Post-PhD science career tracks
In 2010 the Royal Society issued a report on research with much valuable information. Alas, it is more relevant today than it was then, because the trends it identified have continued unabated. Geoff took from this report a graphic that illustrates how insanely competitive academia is as a career path. It shows that over half the newly minted Ph.D.s leave science immediately. Only one in five make research a career, and less than one in two hundred make professor. Geoff is concerned that Ph.D. programs are too focused on the one and not enough on the other one hundred and ninety-nine, and I agree. My friend Doug Kalish has built a business in retirement addressing this issue.

My Ph.D. was in Mechanical Engineering, so I'm not a scientist in the sense the Royal Society uses. I was a post-doc (at Edinburgh University) and then research staff (at Carnegie-Mellon University) before moving to industry (initially at Sun Microsystems) and eventually back to academia (at Stanford). I've published quite a bit both from academia and from industry but I was never in the publish or perish rat-race. I was always assessed on the usefulness of the stuff I built; the pressures in engineering are different.

Research funding flows
My take on the graph above is a bit different from Geoff's. I start from another graphic from the Royal Society report, showing the flow of funds in UK research and development, which includes much engineering (or its equivalent in the life sciences). Note that "private and industrial research" consumes nearly twice the funding of "university" and "public research institutions" combined. So one would expect about 2/3 of the Ph.D.s to be outside the universities and public research institutions. The split in the graphic Geoff used is 4/5, but one would expect that including engineering would lead to more retention of Ph.D.s. It is easier to fund engineering research in Universities than science because it has more immediate industrial application.

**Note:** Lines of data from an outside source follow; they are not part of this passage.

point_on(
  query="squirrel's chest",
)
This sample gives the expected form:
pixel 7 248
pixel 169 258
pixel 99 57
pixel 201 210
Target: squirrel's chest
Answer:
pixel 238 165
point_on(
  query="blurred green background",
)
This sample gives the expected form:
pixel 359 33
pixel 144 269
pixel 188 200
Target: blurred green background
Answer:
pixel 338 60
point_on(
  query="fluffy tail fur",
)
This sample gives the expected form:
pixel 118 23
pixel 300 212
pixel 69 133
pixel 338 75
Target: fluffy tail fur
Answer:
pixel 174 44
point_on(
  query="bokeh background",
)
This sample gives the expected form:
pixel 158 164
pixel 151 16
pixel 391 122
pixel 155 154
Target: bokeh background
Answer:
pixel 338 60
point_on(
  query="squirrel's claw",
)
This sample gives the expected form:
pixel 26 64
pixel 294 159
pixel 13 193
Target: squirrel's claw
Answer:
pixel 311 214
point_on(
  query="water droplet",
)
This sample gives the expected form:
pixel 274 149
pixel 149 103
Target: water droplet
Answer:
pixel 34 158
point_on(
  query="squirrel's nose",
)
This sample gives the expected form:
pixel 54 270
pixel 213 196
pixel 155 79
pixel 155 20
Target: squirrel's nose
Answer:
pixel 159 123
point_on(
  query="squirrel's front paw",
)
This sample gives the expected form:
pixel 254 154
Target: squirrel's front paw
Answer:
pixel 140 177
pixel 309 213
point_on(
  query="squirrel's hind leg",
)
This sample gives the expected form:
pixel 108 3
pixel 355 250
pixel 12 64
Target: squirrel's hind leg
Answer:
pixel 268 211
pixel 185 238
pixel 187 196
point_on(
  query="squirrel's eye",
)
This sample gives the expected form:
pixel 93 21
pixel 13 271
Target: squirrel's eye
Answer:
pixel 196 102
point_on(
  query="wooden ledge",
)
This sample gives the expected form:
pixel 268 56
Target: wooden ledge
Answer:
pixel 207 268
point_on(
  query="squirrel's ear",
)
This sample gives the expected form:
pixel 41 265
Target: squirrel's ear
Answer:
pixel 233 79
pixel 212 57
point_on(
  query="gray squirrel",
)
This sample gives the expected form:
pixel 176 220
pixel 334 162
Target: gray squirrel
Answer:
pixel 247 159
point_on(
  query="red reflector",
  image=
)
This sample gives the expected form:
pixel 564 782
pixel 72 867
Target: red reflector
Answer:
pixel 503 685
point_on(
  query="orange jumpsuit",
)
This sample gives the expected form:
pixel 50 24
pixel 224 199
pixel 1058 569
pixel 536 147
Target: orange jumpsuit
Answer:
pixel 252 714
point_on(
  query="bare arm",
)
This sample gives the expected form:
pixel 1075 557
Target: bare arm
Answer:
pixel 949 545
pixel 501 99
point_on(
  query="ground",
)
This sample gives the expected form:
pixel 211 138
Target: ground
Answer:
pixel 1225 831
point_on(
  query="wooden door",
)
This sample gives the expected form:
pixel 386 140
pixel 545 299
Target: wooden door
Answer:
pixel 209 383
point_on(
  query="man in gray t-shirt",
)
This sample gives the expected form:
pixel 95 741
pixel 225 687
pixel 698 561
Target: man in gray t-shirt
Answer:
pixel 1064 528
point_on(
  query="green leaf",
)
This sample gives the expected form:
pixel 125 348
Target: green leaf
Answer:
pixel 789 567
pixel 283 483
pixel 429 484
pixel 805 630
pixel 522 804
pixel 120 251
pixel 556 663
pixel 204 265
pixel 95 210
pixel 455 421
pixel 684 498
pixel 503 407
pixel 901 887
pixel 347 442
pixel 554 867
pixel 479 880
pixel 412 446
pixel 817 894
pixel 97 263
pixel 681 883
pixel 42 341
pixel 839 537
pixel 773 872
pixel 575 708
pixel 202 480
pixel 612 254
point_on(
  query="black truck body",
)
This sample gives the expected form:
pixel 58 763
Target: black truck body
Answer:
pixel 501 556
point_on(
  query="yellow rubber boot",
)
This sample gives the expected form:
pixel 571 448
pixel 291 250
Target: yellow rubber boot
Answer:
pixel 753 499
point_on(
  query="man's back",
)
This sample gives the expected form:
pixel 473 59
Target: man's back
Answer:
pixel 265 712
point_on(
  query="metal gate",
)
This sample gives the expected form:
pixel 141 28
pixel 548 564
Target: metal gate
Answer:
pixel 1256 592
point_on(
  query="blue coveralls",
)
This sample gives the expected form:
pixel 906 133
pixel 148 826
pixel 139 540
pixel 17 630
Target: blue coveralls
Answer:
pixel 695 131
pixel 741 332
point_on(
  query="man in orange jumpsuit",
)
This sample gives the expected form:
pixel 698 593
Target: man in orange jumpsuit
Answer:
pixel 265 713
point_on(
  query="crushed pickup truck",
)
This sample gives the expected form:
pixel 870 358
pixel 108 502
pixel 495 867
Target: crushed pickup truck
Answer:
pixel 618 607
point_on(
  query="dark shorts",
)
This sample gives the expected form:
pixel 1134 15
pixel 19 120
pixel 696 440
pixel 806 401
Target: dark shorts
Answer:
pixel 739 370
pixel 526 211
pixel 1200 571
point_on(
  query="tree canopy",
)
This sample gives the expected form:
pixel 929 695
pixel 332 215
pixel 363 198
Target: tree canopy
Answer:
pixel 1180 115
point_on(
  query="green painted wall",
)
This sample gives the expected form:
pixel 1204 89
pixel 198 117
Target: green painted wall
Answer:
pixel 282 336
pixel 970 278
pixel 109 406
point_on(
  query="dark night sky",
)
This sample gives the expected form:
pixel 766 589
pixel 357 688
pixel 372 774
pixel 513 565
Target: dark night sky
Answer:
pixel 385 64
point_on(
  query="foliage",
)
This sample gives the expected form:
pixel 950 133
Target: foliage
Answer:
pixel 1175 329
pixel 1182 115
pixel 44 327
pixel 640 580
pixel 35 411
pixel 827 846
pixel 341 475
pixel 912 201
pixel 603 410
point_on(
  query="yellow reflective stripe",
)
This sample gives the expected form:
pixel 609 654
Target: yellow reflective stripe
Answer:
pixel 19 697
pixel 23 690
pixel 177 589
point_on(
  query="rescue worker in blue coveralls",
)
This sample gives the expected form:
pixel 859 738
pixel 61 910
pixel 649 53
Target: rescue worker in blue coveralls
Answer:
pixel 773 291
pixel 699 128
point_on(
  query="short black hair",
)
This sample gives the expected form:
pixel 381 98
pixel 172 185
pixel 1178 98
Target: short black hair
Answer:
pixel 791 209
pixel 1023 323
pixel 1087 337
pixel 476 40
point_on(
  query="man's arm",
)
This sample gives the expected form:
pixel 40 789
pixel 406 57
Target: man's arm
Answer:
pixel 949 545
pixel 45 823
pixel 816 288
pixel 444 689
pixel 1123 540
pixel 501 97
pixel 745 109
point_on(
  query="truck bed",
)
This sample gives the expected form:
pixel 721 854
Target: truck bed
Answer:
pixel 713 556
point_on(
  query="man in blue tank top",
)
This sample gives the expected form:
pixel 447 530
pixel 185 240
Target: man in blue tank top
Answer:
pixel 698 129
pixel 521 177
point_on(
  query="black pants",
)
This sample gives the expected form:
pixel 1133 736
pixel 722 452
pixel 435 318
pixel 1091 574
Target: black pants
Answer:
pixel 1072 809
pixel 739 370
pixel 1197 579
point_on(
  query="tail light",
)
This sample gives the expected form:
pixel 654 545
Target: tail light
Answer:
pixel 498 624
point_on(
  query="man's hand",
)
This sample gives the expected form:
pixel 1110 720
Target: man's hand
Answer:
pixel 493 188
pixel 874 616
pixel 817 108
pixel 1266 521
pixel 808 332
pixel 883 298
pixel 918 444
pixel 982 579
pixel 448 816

Besides, Ph.D.s leaving academia for industry is a good thing. Most of the "engineers" I worked with at my three successful Silicon Valley startups had Ph.D.s in physics, mathematics and computer science, not engineering. My Mech. Eng. Ph.D. was an outlier. Silicon Valley would not exist but for Ph.D.s leaving research to create products in industry.

1 comment:

David. said...

Rebecca Hill at The Register notes that the Wellcome Trust has updated its open access policy to include, among other things, software:

"The existing data management and sharing policy, introduced in 2007, requires that grant holders make data available "in a timely and responsible manner, with as few restrictions as possible".

The new policy extends this to original software and research materials such as cell lines, reagents and antibodies."

This is important. Much of the time the data isn't really useful without the software. And it will give emulation increased importance.